Romain Maes, Belgian cyclist (b. 1913)
Romain Maes (pronounced [ʁɔ.mɛ̃ maːs]; 10 August 1913 – 22 February 1983) was a Belgian cyclist who won the 1935 Tour de France after wearing the yellow jersey of leadership from beginning to end. Maes was the 13th child in his family. He started racing when he was 17. He turned professional in 1933 and won the Omloop van het Westen (Tour of the West). The following year he started the Tour de France and twice finished stages in second place. He then crashed on the day from Digne to Nice and left the race in an ambulance.
His win in 1935 ended a six-year run by French riders. He became a hero in Belgium.

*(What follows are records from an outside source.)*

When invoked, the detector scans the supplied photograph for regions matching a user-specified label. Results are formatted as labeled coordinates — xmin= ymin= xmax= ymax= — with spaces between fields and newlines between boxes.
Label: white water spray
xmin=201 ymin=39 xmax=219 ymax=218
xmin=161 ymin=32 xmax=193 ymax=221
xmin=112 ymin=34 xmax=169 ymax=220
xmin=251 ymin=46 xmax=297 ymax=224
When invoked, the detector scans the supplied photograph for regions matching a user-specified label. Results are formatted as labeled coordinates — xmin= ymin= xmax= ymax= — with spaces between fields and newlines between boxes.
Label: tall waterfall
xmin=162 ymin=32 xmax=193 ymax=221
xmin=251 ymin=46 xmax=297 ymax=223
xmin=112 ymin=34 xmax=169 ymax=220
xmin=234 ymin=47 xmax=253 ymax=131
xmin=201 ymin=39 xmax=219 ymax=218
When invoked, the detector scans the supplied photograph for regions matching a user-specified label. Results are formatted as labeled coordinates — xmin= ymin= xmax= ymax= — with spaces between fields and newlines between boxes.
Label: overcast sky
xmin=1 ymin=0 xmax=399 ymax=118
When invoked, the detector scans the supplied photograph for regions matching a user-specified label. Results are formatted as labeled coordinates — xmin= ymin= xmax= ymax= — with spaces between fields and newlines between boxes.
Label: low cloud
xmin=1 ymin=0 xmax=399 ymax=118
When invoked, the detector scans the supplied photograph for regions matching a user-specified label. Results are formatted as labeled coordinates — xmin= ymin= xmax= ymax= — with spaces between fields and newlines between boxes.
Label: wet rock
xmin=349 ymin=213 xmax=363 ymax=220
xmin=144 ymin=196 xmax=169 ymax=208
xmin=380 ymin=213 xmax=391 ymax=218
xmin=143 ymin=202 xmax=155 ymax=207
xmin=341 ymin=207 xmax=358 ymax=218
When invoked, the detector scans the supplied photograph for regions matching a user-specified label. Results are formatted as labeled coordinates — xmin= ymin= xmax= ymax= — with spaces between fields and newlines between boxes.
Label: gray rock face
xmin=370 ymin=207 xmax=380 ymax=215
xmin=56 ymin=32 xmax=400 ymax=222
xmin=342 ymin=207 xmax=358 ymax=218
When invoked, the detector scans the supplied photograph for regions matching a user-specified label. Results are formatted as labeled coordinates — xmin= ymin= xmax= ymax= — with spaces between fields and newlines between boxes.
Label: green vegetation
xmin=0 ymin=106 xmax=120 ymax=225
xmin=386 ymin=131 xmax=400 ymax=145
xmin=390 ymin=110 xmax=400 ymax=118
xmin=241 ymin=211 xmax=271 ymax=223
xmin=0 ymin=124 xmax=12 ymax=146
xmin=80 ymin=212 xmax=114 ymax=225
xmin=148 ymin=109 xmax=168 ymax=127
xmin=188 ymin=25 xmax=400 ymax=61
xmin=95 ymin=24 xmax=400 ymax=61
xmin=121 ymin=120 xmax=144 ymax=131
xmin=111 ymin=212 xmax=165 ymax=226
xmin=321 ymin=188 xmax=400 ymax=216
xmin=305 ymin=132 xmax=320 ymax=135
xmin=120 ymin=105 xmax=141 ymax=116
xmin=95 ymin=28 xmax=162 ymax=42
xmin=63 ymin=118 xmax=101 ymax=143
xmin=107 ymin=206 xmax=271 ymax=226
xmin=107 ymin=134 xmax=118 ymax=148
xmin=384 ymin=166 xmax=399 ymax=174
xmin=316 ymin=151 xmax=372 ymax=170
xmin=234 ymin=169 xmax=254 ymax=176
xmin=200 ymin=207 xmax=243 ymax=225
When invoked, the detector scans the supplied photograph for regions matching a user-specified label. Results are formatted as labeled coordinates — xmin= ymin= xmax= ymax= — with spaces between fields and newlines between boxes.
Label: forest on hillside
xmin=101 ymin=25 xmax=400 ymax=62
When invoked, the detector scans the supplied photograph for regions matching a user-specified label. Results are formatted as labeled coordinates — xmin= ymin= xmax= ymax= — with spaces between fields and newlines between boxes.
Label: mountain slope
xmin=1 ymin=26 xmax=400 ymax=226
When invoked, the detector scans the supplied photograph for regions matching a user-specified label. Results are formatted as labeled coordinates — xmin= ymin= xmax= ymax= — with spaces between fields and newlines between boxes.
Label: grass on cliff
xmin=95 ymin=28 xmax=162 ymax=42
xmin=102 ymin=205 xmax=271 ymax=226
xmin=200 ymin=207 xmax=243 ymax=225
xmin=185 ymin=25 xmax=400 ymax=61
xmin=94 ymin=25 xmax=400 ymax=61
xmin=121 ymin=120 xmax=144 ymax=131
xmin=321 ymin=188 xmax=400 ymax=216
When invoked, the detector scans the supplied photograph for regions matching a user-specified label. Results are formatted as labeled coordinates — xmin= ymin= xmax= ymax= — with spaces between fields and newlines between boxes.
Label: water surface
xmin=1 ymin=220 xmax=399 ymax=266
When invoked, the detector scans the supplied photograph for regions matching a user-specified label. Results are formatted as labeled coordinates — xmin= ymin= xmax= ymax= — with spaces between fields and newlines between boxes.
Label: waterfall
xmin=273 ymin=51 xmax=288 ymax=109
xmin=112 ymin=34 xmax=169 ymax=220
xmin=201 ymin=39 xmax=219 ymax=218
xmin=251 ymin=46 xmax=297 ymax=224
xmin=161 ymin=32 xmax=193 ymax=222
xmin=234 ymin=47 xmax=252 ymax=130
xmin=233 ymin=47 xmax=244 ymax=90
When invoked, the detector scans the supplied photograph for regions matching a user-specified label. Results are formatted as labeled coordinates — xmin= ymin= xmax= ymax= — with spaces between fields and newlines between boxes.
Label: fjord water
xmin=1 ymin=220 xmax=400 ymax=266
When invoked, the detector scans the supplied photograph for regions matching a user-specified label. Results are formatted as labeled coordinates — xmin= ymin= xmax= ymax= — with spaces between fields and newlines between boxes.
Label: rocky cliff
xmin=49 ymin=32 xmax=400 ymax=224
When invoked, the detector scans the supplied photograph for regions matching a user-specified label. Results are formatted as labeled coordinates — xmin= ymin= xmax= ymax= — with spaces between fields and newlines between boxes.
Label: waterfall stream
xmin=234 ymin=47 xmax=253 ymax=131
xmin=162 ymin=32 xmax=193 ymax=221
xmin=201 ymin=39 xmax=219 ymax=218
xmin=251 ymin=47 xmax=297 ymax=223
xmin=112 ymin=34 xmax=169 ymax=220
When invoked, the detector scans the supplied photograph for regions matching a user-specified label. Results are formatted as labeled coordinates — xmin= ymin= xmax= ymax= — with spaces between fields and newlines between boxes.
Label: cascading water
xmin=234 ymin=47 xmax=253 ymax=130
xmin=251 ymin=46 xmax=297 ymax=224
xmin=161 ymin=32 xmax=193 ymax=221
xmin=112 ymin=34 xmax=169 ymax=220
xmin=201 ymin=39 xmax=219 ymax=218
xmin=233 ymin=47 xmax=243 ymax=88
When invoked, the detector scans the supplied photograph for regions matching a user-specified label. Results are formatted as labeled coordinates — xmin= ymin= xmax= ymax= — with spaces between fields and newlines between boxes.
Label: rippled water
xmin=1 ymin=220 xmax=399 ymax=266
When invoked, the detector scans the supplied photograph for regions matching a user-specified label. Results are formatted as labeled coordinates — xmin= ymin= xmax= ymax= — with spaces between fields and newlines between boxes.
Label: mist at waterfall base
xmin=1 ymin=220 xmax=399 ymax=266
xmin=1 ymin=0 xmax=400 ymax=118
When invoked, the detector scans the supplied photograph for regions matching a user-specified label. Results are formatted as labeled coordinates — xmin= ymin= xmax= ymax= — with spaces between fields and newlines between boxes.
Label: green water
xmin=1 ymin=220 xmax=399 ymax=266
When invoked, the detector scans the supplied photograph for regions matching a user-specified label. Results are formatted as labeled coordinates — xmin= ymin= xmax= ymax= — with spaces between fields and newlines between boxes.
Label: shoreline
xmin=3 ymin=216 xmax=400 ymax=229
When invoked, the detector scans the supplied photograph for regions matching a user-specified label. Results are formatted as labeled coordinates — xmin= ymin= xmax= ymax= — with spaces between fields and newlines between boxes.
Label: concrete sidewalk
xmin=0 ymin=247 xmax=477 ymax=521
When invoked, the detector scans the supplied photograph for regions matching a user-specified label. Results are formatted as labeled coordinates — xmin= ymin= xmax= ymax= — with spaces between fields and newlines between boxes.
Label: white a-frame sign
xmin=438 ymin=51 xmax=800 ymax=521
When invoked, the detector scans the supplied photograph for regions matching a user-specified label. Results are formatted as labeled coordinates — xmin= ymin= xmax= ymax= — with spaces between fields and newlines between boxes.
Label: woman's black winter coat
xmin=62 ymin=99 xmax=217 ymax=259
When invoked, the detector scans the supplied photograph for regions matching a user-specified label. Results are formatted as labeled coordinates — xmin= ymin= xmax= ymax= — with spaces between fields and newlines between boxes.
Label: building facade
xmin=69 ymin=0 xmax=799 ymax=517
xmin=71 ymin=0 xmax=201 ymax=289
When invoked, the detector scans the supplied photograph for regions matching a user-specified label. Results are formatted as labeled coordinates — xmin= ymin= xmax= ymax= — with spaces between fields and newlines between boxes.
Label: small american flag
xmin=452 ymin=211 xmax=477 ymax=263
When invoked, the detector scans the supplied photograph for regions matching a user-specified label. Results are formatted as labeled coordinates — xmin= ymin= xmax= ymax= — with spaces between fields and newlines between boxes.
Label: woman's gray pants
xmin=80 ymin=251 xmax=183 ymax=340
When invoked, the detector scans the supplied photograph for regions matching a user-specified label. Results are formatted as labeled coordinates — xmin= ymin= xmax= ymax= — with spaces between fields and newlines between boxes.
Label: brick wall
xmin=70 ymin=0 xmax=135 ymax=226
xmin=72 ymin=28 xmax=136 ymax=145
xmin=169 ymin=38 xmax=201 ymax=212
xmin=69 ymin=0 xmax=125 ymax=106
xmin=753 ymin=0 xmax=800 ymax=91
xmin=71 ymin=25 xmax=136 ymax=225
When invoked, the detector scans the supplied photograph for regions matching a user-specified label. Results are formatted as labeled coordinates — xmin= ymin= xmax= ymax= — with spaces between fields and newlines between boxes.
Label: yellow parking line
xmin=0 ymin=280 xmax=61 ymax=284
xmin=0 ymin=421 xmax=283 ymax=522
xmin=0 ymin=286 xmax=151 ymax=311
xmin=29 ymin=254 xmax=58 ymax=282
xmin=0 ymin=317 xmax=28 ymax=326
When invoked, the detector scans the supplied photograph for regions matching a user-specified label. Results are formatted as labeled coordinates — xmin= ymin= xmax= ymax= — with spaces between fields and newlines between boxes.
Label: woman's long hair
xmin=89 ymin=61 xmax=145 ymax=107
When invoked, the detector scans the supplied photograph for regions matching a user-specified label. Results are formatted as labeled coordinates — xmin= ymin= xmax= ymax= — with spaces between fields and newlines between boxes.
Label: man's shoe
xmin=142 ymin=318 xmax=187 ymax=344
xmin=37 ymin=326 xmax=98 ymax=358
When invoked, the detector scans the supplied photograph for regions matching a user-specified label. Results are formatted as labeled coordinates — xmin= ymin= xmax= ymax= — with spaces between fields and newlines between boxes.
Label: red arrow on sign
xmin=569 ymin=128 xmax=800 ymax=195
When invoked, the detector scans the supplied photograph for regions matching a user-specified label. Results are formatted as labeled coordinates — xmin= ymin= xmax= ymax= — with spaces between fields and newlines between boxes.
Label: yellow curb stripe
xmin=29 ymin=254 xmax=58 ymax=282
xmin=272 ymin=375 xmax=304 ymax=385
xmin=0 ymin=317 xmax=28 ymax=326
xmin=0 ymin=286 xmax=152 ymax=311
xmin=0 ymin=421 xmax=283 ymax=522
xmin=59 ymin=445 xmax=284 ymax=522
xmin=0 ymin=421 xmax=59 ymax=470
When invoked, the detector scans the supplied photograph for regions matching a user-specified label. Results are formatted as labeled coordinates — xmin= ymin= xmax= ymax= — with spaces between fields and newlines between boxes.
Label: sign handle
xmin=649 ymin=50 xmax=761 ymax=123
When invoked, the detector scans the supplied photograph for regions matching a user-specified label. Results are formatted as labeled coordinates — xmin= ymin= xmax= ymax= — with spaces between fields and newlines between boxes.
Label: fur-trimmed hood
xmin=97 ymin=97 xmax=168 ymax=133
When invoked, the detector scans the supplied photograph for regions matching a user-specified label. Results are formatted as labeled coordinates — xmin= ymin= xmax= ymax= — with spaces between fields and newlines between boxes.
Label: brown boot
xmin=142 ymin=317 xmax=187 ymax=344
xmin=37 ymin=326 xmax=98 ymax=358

He won the 1936 Paris–Roubaix but wasn't given the victory. The judge said he had seen the Frenchman, Georges Speicher, win. In 1938 he was well on the way to winning Paris-Brussels, leading the race by 100m with only 500m to go. He rode into the velodrome on which the race finished, crossed the line and stopped. The chasers, who had remembered that there was a further lap to ride, swept by him. Maes realised his mistake too late and Marcel Kint won.Maes started the Tour de France in 1939 and won the stage from Caen to Vire, a time trial over 63 km. It gave him the lead. Then he crashed on the eighth stage and abandoned the race.
Maes rode on the track for several years with his namesake, Sylvère Maes, to whom he wasn't related.
Romain Maes stopped racing in 1944 and opened a bar, "In de Gele Trui" (In The Yellow Jersey), near the North station in Brussels.